Gear up to travel around on two wheels


The Twin Cities and surrounding areas are equipped with hundreds of miles of off-street paths, roadway bike lanes and designated bike routes. Our bike-friendly community is the perfect place to give bike commuting a try—just check out the accolades for Minneapolis and St. Paul.

If you’re looking to try riding your bike between home and work, or home and school, here are a few simple steps to help beginners safely hit the road to commute by bicycle:

Get a bike and get it ready to ride

If you’re in the market for a new bike to tackle your commute, check out the Beginner's Guide to Picking the Perfect Bicycle from Lifehacker to learn about types of bicycles available and how to find the right fit for your body.

Perhaps you have a bike, but it’s been in the garage—untouched—all winter (or multiple winters). In that case, it’s time for a tune-up. Roll up your sleeves and give it a tune up on your own with these tips from Popular Mechanics. Or, take your bicycle into your local bike shop. While you’re at the shop, pick up any gear you’ll need—at minimum, a helmet, lock and tire repair essentials.

If you don’t already have a bike and aren’t sure about purchasing one, you can try a bike sharing system like Nice Ride.

Plan your routes

The way you bike to your destination is likely not the same way you would drive.
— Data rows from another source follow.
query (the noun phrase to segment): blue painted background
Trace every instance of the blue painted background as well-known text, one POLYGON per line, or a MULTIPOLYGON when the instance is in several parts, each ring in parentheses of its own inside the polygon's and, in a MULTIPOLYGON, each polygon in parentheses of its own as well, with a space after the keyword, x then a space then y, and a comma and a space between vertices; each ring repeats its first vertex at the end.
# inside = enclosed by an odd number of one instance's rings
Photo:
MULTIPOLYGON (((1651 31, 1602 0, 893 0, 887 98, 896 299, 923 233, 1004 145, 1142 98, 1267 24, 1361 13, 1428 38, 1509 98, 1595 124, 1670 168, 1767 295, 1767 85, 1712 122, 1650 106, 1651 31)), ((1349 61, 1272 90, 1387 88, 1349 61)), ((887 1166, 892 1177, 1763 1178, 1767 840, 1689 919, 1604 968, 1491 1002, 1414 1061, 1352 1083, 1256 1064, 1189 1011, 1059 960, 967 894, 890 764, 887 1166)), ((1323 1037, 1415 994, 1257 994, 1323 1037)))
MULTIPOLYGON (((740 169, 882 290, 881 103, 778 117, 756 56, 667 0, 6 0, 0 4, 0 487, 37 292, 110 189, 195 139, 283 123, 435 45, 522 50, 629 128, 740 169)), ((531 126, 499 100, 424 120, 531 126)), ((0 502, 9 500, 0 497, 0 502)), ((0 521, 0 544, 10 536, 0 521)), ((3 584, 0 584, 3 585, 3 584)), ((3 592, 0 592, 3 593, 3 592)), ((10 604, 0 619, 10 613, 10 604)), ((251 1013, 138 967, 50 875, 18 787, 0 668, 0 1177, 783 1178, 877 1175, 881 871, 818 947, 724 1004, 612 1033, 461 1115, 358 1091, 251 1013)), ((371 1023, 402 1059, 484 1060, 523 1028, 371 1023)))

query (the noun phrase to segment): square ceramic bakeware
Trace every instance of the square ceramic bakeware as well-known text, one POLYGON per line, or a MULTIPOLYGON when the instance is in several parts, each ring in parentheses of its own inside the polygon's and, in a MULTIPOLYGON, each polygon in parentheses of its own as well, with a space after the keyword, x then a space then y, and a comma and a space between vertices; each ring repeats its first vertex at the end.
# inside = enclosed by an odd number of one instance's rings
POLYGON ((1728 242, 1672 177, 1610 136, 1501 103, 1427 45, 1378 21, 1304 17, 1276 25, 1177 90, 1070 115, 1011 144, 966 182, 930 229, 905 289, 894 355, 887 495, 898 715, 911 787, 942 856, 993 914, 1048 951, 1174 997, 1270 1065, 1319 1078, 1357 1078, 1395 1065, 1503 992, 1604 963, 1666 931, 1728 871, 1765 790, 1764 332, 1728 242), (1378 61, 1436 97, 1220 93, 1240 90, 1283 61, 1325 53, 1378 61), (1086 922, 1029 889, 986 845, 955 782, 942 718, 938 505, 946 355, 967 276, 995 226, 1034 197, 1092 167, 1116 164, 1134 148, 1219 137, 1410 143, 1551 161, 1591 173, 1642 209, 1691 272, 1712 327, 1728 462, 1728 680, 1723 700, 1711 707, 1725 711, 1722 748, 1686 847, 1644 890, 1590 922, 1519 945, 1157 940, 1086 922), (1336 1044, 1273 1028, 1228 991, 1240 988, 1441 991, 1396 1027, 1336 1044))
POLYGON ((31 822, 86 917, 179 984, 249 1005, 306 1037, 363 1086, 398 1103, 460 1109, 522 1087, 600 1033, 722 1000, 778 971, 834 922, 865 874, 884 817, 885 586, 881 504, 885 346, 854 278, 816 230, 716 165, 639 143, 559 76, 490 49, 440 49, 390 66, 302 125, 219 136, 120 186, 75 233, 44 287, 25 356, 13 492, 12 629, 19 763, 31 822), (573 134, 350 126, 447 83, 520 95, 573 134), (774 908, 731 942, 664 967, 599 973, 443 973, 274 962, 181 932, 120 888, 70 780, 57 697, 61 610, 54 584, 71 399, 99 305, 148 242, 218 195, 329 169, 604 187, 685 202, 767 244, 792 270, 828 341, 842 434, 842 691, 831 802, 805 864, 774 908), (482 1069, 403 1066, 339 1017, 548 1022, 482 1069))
Remember that your ride home might not be the same route you take to get to work or school Find bike-friendly roundtrip routes with online tools like:

As you plan your route, five- to eight-mile rides are very manageable for newbies. If your commute is longer than 10 miles each way, or contains steep inclines/declines, consider working up to longer distances. All Metro Transit buses and trains are equipped with bicycle racks so you can break up your bike ride with a lift on Metro Transit part of the trip.


Once your route is ready, do a trial run on the weekend to get a feel for the route, distance, difficulty (hills you never noticed in the car!) and time it will take you to bike back and forth. If you plan to use Metro Transit for a portion of your ride, head to one of the practice racks to ensure you’re comfortable using the bike racks on buses and trains.

In addition to the ride itself, determine how long it will take you to get your gear together and get out the door for your first bike commute. What can you do the night before to help save time? Will everything fit into your backpack or bag? You’ll also need to ensure you have what you need to freshen up at your destination—possibly a change of clothes, a hairbrush, etc.

Once you have a sense for how long you’ll need, add a little extra time so that you’re not stressed about being late to work or school after your first commute.

Enjoy the ride

At the Y, we’re committed to Healthy Living and encourage bike commuting as a wonderful contribution to your overall wellness. Beyond the health benefits, bike commuting has plenty of perks—you can enjoy the outdoors, recharge your mind during your rides, help the environment, save money on gas and have a lot of fun along the way!